1. A nonaqueous electrolyte secondary battery comprising a positive electrode containing a positive-electrode active material, a negative electrode containing a negative-electrode active material, and a nonaqueous electrolyte,
wherein a potential of said positive electrode active material in a fully charged condition is 4.4-4.6 V versus metallic lithium, an Li content of the positive-electrode active material at the potential does not exceed 40% of the initial Li content, and said nonaqueous electrolyte contains an ethylene carbonate derivative represented by the following structural formula 1 wherein at least one of X and Y is a halogen;
Figure US20080081263A1-20080403-C00003
2. The nonaqueous electrolyte secondary battery as recited in claim 1, wherein an active material comprised of carbon is used as said negative-electrode active material.
3. The nonaqueous electrolyte secondary battery as recited in claim 2, wherein a graphite material having a surface coated with amorphous carbon is used as said negative-electrode active material.
4. The nonaqueous electrolyte secondary battery as recited in claim 1, wherein at least one of X and Y in said ethylene carbonate derivative is fluorine.
5. The nonaqueous electrolyte secondary battery as recited in claim 4, wherein said ethylene carbonate derivative is 4-fluoroethylene carbonate.
6. The nonaqueous electrolyte secondary battery as recited in claim 1, wherein said ethylene carbonate derivative is contained in the nonaqueous electrolyte in the amount of 0.5-35% by weight.
7. The nonaqueous electrolyte secondary battery as recited in claim 1, wherein said positive-electrode active material is at least one selected from lithium cobaltate, lithium nickelate, layered lithium nickel manganese cobalt oxide, and compounds obtainable by adding a dissimilar element to them.
8. The nonaqueous electrolyte secondary battery as recited in claim 1, wherein said nonaqueous electrolyte contains LiBF4.

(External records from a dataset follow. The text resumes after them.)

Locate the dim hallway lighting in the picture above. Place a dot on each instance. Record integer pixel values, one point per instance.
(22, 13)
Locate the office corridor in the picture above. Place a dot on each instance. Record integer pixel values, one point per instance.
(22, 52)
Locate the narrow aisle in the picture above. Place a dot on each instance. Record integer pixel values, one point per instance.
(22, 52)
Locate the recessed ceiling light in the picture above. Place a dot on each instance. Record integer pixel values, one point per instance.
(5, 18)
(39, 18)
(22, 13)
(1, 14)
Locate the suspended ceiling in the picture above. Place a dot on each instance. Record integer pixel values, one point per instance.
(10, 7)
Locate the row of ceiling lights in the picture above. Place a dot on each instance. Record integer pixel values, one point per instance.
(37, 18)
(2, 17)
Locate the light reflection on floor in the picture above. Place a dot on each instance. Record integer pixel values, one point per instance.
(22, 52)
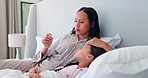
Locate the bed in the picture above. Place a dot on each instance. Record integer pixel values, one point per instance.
(126, 17)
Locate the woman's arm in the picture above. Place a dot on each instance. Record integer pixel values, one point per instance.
(99, 43)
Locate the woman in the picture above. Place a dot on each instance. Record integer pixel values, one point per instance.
(61, 53)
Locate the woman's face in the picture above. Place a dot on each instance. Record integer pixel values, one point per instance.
(82, 26)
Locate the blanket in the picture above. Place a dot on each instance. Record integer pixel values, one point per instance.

9. The nonaqueous electrolyte secondary battery as recited in claim 2, wherein at least one of X and Y in said ethylene carbonate derivative is fluorine.
10. The nonaqueous electrolyte secondary battery as recited in claim 9, wherein said ethylene carbonate derivative is 4-fluoroethylene carbonate.
11. The nonaqueous electrolyte secondary battery as recited in claim 2, wherein said ethylene carbonate derivative is contained in the nonaqueous electrolyte in the amount of 0.5-35% by weight.
12. The nonaqueous electrolyte secondary battery as recited in claim 2, wherein said positive-electrode active material is at least one selected from lithium cobaltate, lithium nickelate, layered lithium nickel manganese cobalt oxide, and compounds obtainable by adding a dissimilar element to them.
13. The nonaqueous electrolyte secondary battery as recited in claim 2, wherein said nonaqueous electrolyte contains LiBF4.
14. The nonaqueous electrolyte secondary battery as recited in claim 3, wherein at least one of X and Y in said ethylene carbonate derivative is fluorine.
15. The nonaqueous electrolyte secondary battery as recited in claim 14, wherein said ethylene carbonate derivative is 4-fluoroethylene carbonate.
16. The nonaqueous electrolyte secondary battery as recited in claim 3, wherein said ethylene carbonate derivative is contained in the nonaqueous electrolyte in the amount of 0.5-35% by weight.
17. The nonaqueous electrolyte secondary battery as recited in claim 3, wherein said positive-electrode active material is at least one selected from lithium cobaltate, lithium nickelate, layered lithium nickel manganese cobalt oxide, and compounds obtainable by adding a dissimilar element to them.
18. The nonaqueous electrolyte secondary battery as recited in claim 3, wherein said nonaqueous electrolyte contains LiBF4.
19. The nonaqueous electrolyte secondary battery as recited in claim 4, wherein said ethylene carbonate derivative is contained in the nonaqueous electrolyte in the amount of 0.5-35% by weight.
20. The nonaqueous electrolyte secondary battery as recited in claim 4, wherein said positive-electrode active material is at least one selected from lithium cobaltate, lithium nickelate, layered lithium nickel manganese cobalt oxide, and compounds obtainable by adding a dissimilar element to them.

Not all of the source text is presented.